Your privacy matters: This site uses cookies to analyze site usage and provide social media features. Learn More.

What IS a Data Scientist?

September 05, 2018 in Python Articles

Written by Ra Inta


The title of 'Data Scientist' is one of those sexy, evolving, roles that no-one seems to be able to characterize definitively. More accurately: just about everyone has their own definition. If you ask four practitioners in the data space, you’ll get five opinions on what a data scientist is and does.

These range from the flippant ("a statistician that lives in California") to the vaguely heuristic ("someone who is better at statistics than any software engineer and better at software engineering than any statistician"). Yet these definitions share traits. A fair level of programming is expected, as are statistics and math skills. Some emphasize business domain knowledge, while others value communication skills.

Attempts to clarify the varied definitions are also numerous; the most perfunctory search will uncover a deluge of diagrams and a redundancy of road maps[1]. The title itself shouldn’t really matter, and many argue the term has become diluted beyond usefulness. And yet it doesmatter. Despite the rampant vagaries, this occupation has been rated the top job in America for the last three years, famously hailed as 'one of the sexiest jobs of the 21st century'[2] It's a hot field.

The fact is there is exponentially growing awareness within the business community that they can leverage tangible profits from their own — and others' — data. This interest is reflected in the increasing rate the topic has been queried on Google:

Google queries for Data Science graph

Figure 1: The rapidly growing awareness and interest in Data Science. Each point is the global monthly query count for ‘data science’ or ‘data analytics’ via Google's search engine. Data from Google Trends (https://trends.google.com/trends/).

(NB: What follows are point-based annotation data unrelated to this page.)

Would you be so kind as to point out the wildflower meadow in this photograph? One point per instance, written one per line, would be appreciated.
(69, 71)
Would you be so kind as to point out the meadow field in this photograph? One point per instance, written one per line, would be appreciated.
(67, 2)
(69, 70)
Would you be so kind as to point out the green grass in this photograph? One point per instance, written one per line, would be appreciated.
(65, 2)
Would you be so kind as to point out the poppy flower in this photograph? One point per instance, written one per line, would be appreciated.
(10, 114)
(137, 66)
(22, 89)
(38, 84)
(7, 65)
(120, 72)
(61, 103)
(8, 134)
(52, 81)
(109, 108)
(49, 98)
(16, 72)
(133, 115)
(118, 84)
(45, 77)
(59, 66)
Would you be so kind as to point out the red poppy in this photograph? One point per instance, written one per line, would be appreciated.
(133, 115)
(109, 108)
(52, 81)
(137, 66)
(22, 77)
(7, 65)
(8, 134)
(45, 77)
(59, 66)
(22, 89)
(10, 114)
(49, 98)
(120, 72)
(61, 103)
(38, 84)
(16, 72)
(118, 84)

The Difference Between a Statistician and a Data Scientist

To give some background, the essential notion of data science has been around for some time. The imitable John Tukey[3] emphasized the empirical heart of data analysis, as opposed to plain statistics, in 1962: "For a long time I thought I was a statistician, interested in inferences from the particular to the general. But […] I have come to feel that my central interest is in data analysis. Data analysis, and the parts of statistics which adhere to it, must then take on the characteristics of a science rather than those of mathematics […] data analysis is intrinsically an empirical science."

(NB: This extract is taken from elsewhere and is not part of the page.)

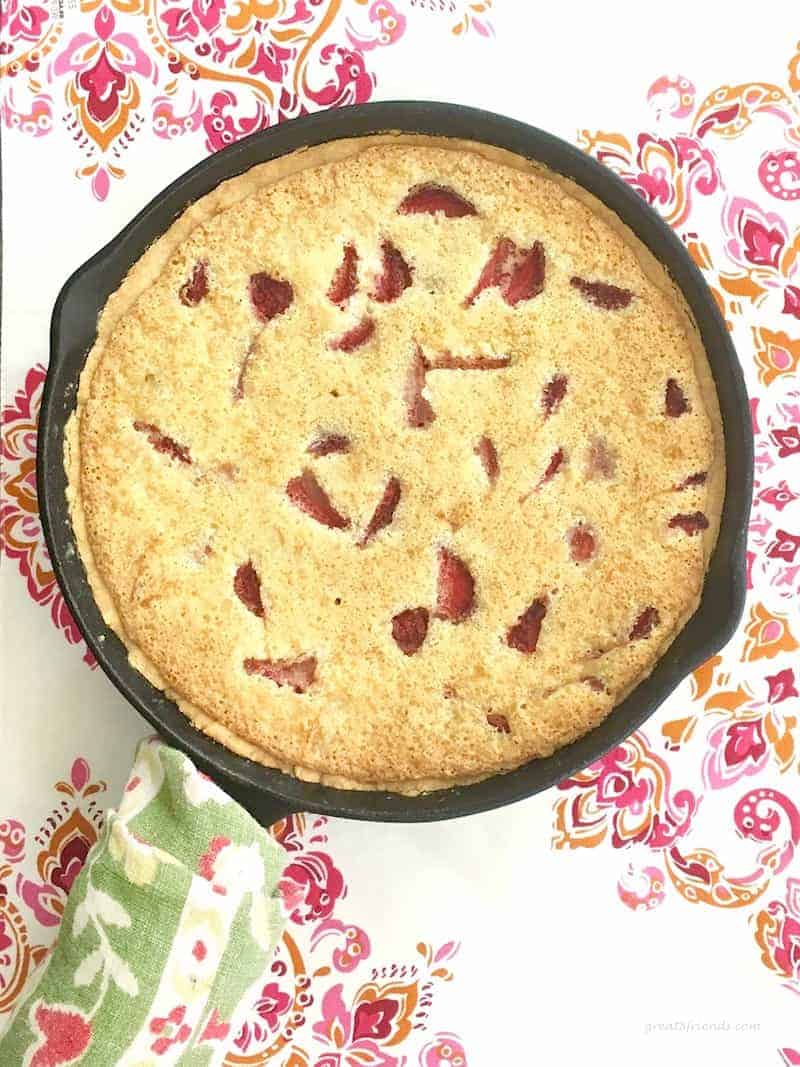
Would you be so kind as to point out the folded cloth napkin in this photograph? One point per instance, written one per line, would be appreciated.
(165, 935)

This insistence onempiricismis a key defining feature of data science and distinguishes it — in principle — from the perhaps more passive roles of the traditional analyst or statistician[4]. To refresh you on the principles of the scientific method:

  1. Conduct careful observations of the system in question
  2. Filter these observations, considering pre-conceived assumptions or hypotheses
  3. Apply logical induction on the observations to formulate new hypotheses
  4. Experimentally measure and test the logical consequences of these hypotheses
  5. Based on the results of the above analysis, eliminate or refine the new hypotheses

Implied in this prescription is that the process of constantly refining hypotheses eventually grants the ability to influence, exploit, or even control the system being studied. In the context of the physical sciences, for example, there was a progression from noticing that radioactive ore left in a drawer results in funny photos of your bones, to the capacity to build the most destructive weapons in history.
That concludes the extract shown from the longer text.